A doutrina Bolsonaro é capaz de se espalhar para além do espectro político, contaminando sobremaneira um país há tempos dividido. Isto posto, a deturpação do liberalismo está entre os seus efeitos colaterais mais perversos.
A volúpia de quem aproveita qualquer oportunidade para se autoproclamar liberal — como se esse simples ato pudesse alçar alguém a um panteão civilizatório — é o menor dos problemas. Até porque se o sujeito for liberal estará de fato contribuindo para uma sociedade melhor. O problema é que nem sempre o título tem razão de ser.
Há em curso um processo de ressignificação conceitual, melhor dizendo de limitação, em que o defender práticas econômicas livres das amarras do Estado, não apenas basta, mas é só o que interessa para o cidadão ser merecedor do brevê liberal.

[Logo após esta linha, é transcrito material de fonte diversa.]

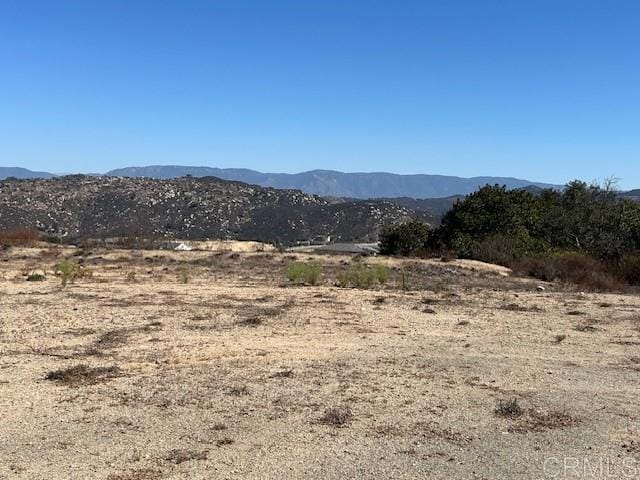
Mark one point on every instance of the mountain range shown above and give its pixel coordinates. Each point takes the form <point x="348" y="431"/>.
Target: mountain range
<point x="80" y="206"/>
<point x="326" y="183"/>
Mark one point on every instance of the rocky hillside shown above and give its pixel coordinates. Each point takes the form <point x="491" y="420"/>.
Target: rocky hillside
<point x="338" y="184"/>
<point x="196" y="208"/>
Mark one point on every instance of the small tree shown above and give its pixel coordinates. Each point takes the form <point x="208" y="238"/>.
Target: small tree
<point x="67" y="271"/>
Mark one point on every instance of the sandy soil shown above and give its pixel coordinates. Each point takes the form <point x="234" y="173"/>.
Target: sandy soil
<point x="237" y="374"/>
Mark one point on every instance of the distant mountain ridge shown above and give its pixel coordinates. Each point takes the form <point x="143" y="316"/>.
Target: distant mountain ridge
<point x="80" y="206"/>
<point x="330" y="183"/>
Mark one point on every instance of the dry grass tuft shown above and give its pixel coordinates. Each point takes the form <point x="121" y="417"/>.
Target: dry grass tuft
<point x="82" y="375"/>
<point x="509" y="408"/>
<point x="179" y="456"/>
<point x="144" y="474"/>
<point x="337" y="416"/>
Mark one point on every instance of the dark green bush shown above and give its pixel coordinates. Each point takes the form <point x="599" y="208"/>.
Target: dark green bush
<point x="628" y="268"/>
<point x="570" y="267"/>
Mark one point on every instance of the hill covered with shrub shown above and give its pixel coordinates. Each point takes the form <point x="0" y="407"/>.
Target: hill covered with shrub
<point x="583" y="227"/>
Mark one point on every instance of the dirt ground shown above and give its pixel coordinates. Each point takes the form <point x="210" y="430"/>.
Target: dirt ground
<point x="193" y="365"/>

Tarefa árdua seria tentar separar o Partido Novo do atual zeitgeist. Árdua e impossível. O posicionamento do principal nome da legenda, João Amoêdo, que repetidas vezes se declarou “liberal na economia e conservador nos costumes”, é tão bizarro quanto sintomático. Pior mesmo só o apoio do partido ao governo, seja por meio da timidez nas críticas, por vezes da absoluta ausência delas, ou da desfaçatez em lidar com a atuação de Ricardo Salles a serviço do bolsonarismo.

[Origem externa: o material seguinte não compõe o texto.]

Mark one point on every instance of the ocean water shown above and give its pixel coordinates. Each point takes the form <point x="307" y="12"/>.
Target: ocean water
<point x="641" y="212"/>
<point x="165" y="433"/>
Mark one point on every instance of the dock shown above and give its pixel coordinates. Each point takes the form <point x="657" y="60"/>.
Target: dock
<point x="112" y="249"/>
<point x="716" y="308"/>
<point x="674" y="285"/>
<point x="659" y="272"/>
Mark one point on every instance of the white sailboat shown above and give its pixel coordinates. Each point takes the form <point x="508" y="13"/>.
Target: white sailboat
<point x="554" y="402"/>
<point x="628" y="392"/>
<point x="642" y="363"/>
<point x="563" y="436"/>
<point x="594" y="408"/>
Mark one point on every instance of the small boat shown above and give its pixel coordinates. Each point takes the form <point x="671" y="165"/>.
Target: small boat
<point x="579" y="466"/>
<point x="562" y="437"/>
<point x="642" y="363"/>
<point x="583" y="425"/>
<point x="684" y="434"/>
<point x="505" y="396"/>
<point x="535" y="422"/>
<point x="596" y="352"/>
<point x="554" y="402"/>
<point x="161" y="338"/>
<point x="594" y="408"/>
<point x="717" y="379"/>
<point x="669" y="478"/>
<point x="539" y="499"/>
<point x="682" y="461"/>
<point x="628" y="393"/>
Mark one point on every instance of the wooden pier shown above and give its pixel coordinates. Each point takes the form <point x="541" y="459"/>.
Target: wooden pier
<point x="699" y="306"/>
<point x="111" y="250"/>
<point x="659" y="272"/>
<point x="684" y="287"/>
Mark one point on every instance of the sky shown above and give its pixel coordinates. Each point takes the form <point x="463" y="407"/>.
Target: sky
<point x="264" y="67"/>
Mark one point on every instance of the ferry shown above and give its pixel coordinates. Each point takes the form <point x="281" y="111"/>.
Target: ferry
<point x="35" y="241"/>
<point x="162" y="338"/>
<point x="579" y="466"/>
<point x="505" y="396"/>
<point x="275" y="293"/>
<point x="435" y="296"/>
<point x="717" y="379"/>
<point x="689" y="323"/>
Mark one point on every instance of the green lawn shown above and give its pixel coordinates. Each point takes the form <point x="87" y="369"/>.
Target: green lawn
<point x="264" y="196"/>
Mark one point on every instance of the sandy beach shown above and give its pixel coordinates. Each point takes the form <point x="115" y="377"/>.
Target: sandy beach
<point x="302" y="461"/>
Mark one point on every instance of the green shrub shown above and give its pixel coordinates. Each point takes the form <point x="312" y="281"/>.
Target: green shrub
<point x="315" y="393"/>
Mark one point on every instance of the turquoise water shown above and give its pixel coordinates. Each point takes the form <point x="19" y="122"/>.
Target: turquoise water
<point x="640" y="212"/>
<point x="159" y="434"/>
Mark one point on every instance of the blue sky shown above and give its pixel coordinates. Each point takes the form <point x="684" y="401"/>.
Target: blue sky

Vale dizer, o Novo não surgiu por acaso. É fruto da mesma catarse que levou a sociedade a optar especificamente por Jair Bolsonaro na hora de rejeitar o PT. Existe um padrão estético mais bem acabado, não resta dúvida, entretanto o partido não deixa de ser toureado pela mesma gana sado-revanchista que ditou a radicalização do discurso ideológico antiesquerda — tanto assim que o óbvio anacronismo no matrimônio com um presidente da República sindicalista foi ignorado.
É perfeitamente possível ser liberal na economia e conservador nos costumes. Há inclusive um termo para isso: conservador. A diferença é que, do ponto de vista humanitário, tal jogo de palavras enseja um efeito ainda pior. O sujeito intransigente com a ideia do aborto ou de pessoas do mesmo sexo constituindo uma família, por exemplo, pode até ser tachado de obtuso, mas não de desonesto intelectual.
No fim das contas, como em um campo de batalha, o inimigo camuflado é sempre mais perigoso.
Não se trata de menosprezar a agenda econômica. Os boletos teimam em não atrasar e poder honrá-los com dignidade é o mínimo que o cidadão espera. A questão é que não podemos abrir mão de valores democráticos e genuinamente liberais. Sob pena de nos tornarmos moralmente compatíveis a regimes em que as minorias são constrangidas, padrões comportamentais são impostos ou vetados pelo Estado e o laicismo perde espaço.
Transformação esta, aliás, que nunca esteve tão próxima de se consumar.